Hot off the Presses - Final IPPS Reimbursement and Policy Update

On August 2, 2018, CMS released the Medicare Program’s 2019 Acute Care Hospital Inpatient Prospective Payment Systems (“IPPS”) final rule.  Published in the August 17, 2018 Federal Register, the final rule announces upcoming changes to the IPPS operating and capital rates as required by the statutory provisions of the Affordable Care Act (“ACA”); in addition to establishing new, as well as revising existing, quality reporting initiatives for discharges occurring on or after October 1, 2018.
Improving patient outcomes and reducing regulatory burdens continue to be high priorities for CMS for FFY 2019CMS has implemented the Meaningful Measures Initiative and various quality programs that strive to reduce unnecessary cost and burdens to providers, while increasing efficiencies and improving the beneficiary experience.  CMS is looking for recommendations to identify opportunities for ongoing development of this initiative and to integrate measures across its various quality programs.  Meaningful Measures has the following objectives: address high-impact areas that safeguard public health, patient centered and meaningful to patients, outcome-based when possible, fulfill each program’s statutory requirements, minimize the level of burden on healthcare providers, opportunity for improvements, addressing needs for population based payment through alternative payment models and align across programs and/or with other payers. 
Overall, Medicare anticipates an operating payment increase to hospitals by a net update factor of 2.4%, or $4.8 billion in FY 2019. 

I. Medicare Base PPS Payment Rates

Medicare’s market basket for FFY 2019 is a 2.9% increase inflationary measure; however, the following statutory adjustments will lower the net market basket increase to 1.35%:

  • Statutory adjustment mandated by the ACA of -0.75%;

  • Multifactor productivity adjustment as required by the ACA of -0.80%.
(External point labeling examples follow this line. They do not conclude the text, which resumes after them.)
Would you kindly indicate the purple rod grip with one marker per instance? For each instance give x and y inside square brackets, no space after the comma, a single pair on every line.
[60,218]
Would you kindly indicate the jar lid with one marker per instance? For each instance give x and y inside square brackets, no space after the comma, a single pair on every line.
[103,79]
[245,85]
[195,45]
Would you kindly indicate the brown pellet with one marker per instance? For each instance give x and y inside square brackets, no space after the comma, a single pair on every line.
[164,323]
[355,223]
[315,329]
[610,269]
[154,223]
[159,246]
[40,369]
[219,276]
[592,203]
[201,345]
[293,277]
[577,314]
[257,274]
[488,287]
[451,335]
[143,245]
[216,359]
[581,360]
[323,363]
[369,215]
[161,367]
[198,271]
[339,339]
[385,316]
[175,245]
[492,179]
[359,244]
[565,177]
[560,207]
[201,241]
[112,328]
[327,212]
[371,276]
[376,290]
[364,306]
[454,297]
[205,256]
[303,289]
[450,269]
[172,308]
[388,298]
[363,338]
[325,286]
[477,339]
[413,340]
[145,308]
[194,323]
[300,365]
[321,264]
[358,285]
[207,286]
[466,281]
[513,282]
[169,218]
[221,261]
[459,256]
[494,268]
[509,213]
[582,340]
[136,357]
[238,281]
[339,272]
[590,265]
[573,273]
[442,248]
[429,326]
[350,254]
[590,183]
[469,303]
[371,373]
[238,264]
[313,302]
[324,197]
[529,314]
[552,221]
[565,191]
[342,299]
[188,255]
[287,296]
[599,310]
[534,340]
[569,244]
The Medicare base rate will continue to be impacted by the following regulatory adjustments:

  • American Taxpayer Relief Act of 2012 document and coding adjustment;

  • Frontier State Wage Index and outmigration adjustment.

Hospitals, who submit quality data and are meaningful users, will receive the full net market basket increase of 1.35% to the base rate prior to the regulatory adjustments while hospitals who do not submit quality data and/or are not meaningful users, will experience a decrease in the Medicare base rate ranging from -0.625% to -1.55%.  After sorting through all the factors used in the calculation of the Federal rates, the net result will be an increase in the payment rate for hospitals, based on Quality Data submission, as follows:

  • Submitted Quality Data and is a Meaningful EHR User 1.35%

  • Submitted Quality Data and is NOT a Meaningful EHR User -0.825%

  • NOT Submit Quality Data and is a Meaningful EHR User -0.625%

  • NOT Submit Quality Data and is NOT a Meaningful EHR Use -1.55%

We caveat that factors such as wage index changes, geographic reclassifications, case mix changes and increase in outlier thresholds will influence the final payments made to an individual hospital. 

II. Outlier Threshold

The final regulations set the high cost outlier threshold, effective October 1, 2018, to $25,769; a decline from the FFY 2018 rate of $26,537.  This adjustment ensures the FFY 2019 outlier payment calculations remain at 5.1% of the total Medicare DRG payments.

III. Federal Capital Rate

The FFY 2019 Federal capital rate of $459.72 is slightly higher than the FFY 2018 rate of $453.95, prior to the application of the geographical adjustment factors and hospital case mix.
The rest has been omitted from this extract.